When I was a sophomore in high school, there was much about me that I realized I didn’t like. In response to this realization, I made a critical decision that had a profound effect on the person I am, even to this day.
I decided that that’s just the way I am is a horrible, terrible excuse, and it’s not good enough. Correspondingly, I decided that I ought to have much more control over who and how I am than most people seem to want to recognize. I decided that I ought to be able to decide who I want to be, and be that person.

That year, I changed who I was in quite a few ways. I don’t remember all of them, specifically, but a couple things do still immediately come to mind. For years, I had been very quick to anger; my fuse was extremely short, and my temper was quite loud and demonstrative. I was easily angered not only when anger was justified, but also when it was completely preposterous (not to mention wildly inappropriate). I decided early that year that I didn’t want to be so quick to anger. I was also, as are most teenagers, driven by jealousy. This did not seem to me a positive character trait, and so I decided not to be a jealous person.
My process was simple enough: I looked at other people, and I thought about the character traits I saw in them. When I saw things that I did not consider admirable or attractive, I sought to remove those elements from myself. At the same time, I also thought of the people I looked up to the most, and I asked myself what I admired them for. I then tried to incorporate into myself those things about them that caused me to hold them in such high regard.
The effects of these decisions were life-changing. I certainly was not a perfect person by the end of tenth grade, nor am I yet anywhere close. But by the end of that year, I was a different person. To this day, I still vividly remember an incident near the end of that year that made me realize how profound the decision to decide who I would be was. One of my classmates did something extremely hurtful to another of my classmates, the latter being my very good friend. I remember sitting in my dorm room with my roommate, Seun, who was also infuriated by what had happened, as a cold anger built slowly within me.
Slowly.
I became very angry, but I did not lash out or act rashly and pugnaciously, as I would have not so long before. Quite the opposite, I determined coolly and slowly (there’s that word again) how we ought to proceed, and I even held my friend back from acting much the way I might have in the past. Instead, we acted maturely and wisely (though not at all timidly) to address the situation. I was proud of us.
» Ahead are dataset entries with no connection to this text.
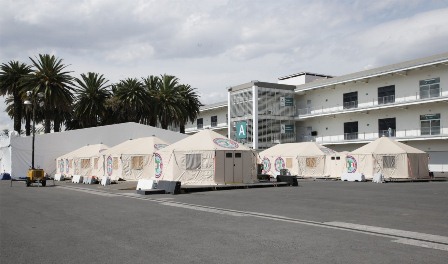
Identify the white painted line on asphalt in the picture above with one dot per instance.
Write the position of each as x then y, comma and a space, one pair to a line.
419, 243
392, 232
96, 192
203, 209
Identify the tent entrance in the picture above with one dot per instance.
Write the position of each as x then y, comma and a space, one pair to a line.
229, 167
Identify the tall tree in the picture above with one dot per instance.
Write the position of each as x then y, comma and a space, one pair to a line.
190, 105
91, 94
151, 85
51, 78
167, 96
13, 82
133, 100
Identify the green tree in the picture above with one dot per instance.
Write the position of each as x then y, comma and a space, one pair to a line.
13, 82
167, 96
190, 106
132, 99
91, 94
51, 78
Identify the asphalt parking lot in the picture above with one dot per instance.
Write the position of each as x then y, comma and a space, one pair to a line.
317, 222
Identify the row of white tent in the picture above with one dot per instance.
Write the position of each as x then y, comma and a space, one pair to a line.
208, 158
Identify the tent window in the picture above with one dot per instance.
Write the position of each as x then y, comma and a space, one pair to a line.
137, 162
311, 162
389, 162
288, 162
115, 164
85, 163
193, 161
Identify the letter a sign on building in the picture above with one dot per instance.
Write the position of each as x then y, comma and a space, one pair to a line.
241, 130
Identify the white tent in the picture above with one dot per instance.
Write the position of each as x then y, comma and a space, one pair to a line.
48, 147
305, 159
206, 158
83, 161
130, 160
391, 158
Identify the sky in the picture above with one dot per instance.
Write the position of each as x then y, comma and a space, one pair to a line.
212, 45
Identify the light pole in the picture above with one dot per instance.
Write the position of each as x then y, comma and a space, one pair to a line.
33, 99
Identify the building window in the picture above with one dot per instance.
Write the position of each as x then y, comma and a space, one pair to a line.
137, 163
351, 130
430, 124
389, 162
351, 100
386, 94
200, 123
386, 127
430, 88
289, 163
214, 120
311, 162
193, 161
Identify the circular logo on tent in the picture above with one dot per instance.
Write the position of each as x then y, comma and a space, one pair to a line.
279, 164
226, 143
266, 165
61, 166
351, 163
158, 165
160, 146
109, 165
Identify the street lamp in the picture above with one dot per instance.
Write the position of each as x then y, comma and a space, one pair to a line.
33, 99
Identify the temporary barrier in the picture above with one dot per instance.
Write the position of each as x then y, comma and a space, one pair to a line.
353, 177
146, 184
77, 179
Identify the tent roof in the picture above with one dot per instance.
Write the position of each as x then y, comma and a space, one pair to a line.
385, 145
297, 149
86, 151
206, 140
143, 145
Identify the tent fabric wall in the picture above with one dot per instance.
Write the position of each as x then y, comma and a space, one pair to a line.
173, 162
305, 159
391, 158
134, 158
50, 146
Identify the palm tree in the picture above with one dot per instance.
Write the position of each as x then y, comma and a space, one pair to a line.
151, 85
12, 82
90, 99
51, 78
133, 100
189, 100
167, 97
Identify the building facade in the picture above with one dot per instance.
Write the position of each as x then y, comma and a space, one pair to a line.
407, 101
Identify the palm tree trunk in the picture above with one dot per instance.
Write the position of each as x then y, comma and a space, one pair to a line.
28, 123
17, 112
182, 128
57, 123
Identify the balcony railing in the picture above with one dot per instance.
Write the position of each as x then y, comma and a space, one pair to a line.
386, 99
362, 136
390, 100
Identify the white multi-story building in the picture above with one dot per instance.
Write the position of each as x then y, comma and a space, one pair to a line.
407, 101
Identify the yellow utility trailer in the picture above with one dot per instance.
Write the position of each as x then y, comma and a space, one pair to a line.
36, 176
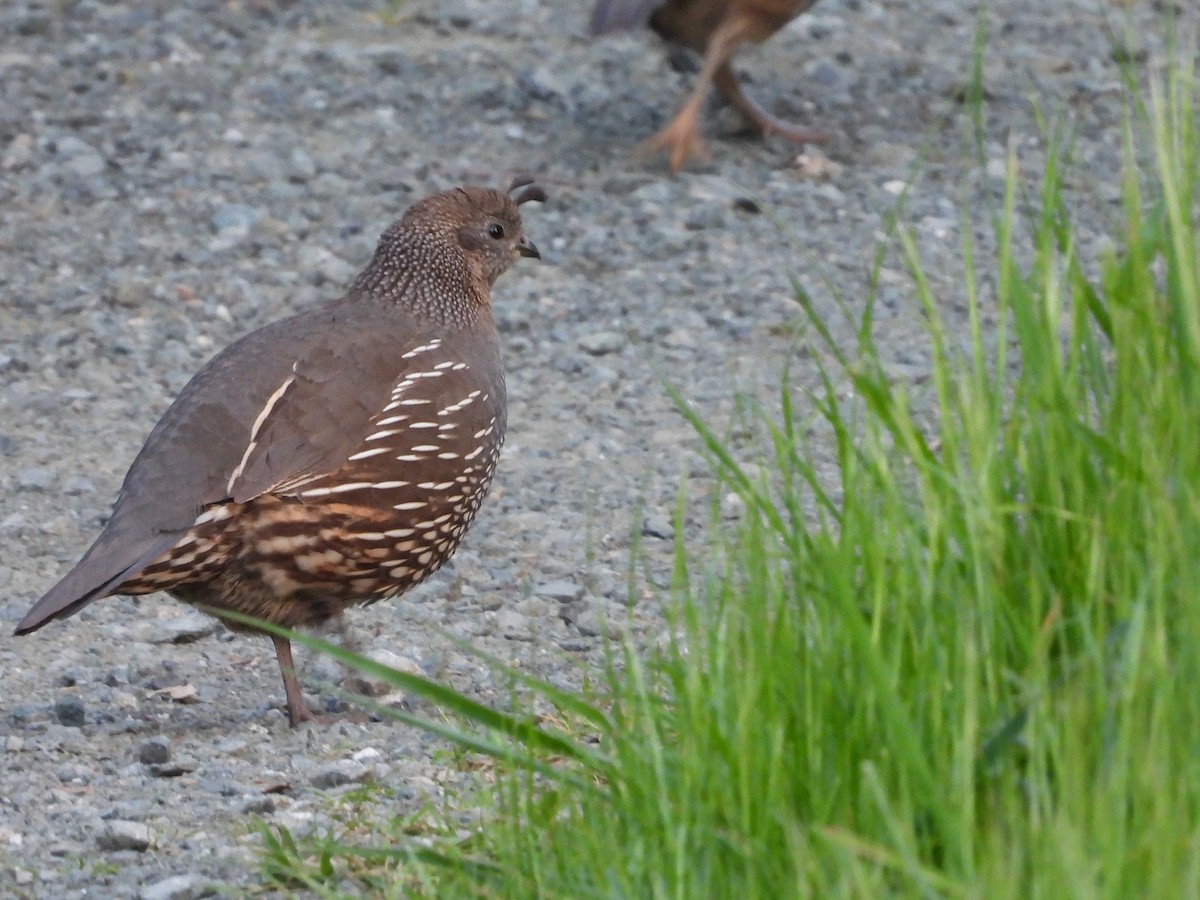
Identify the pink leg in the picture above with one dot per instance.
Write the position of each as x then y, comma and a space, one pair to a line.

As the anger of that moment subsided and I processed what had just happened, I realized how much I had changed. I realized another thing, also; I looked back over the previous months, and I discovered that I had become someone who was not only slow to anger, but who was very difficult to make angry. In particular, it had become virtually impossible to anger me by doing something to me. To engender that kind of emotion in me, you had to hurt my friends.
Over the years, I have at times forgotten that I have the ability to choose who and how I will be. At other times, I have returned to it, as I do again now, and reminded myself that, “That’s just the way I am,” is the lousiest excuse I can think of.
I see this as a very common problem in our society—though, admittedly, it may have less to do with our society and more to do with human nature. People are quick to blame their nature for their shortcomings (that is, when they’re willing to place blame anywhere near themselves, at all), but few recognize—or are willing to recognize—the power they have to decide their own nature. Most of us are aware of our failings; few are willing to just stop it.
(Side note: It doesn’t have to be something negative that you do; you can make the same simple decision about a failure to do something positive. What is it that you wish you did, but you don’t do? And more importantly, what is it that causes you not to do what you should do? Is it laziness? Fear? Stop it.)
Give it a try sometime. Think of what it is that you don’t like about yourself, and just stop it. It may not be easy, at first, and you may not be consistently successful immediately after making the decision. But keep making that decision.
One day, you’ll become aware of something about your nature that isn’t natural or accidental at all, but is instead something quite deliberate, because you decided to be that way. Because instead of blaming your shortcomings on “the way you are,” you decided to just stop it.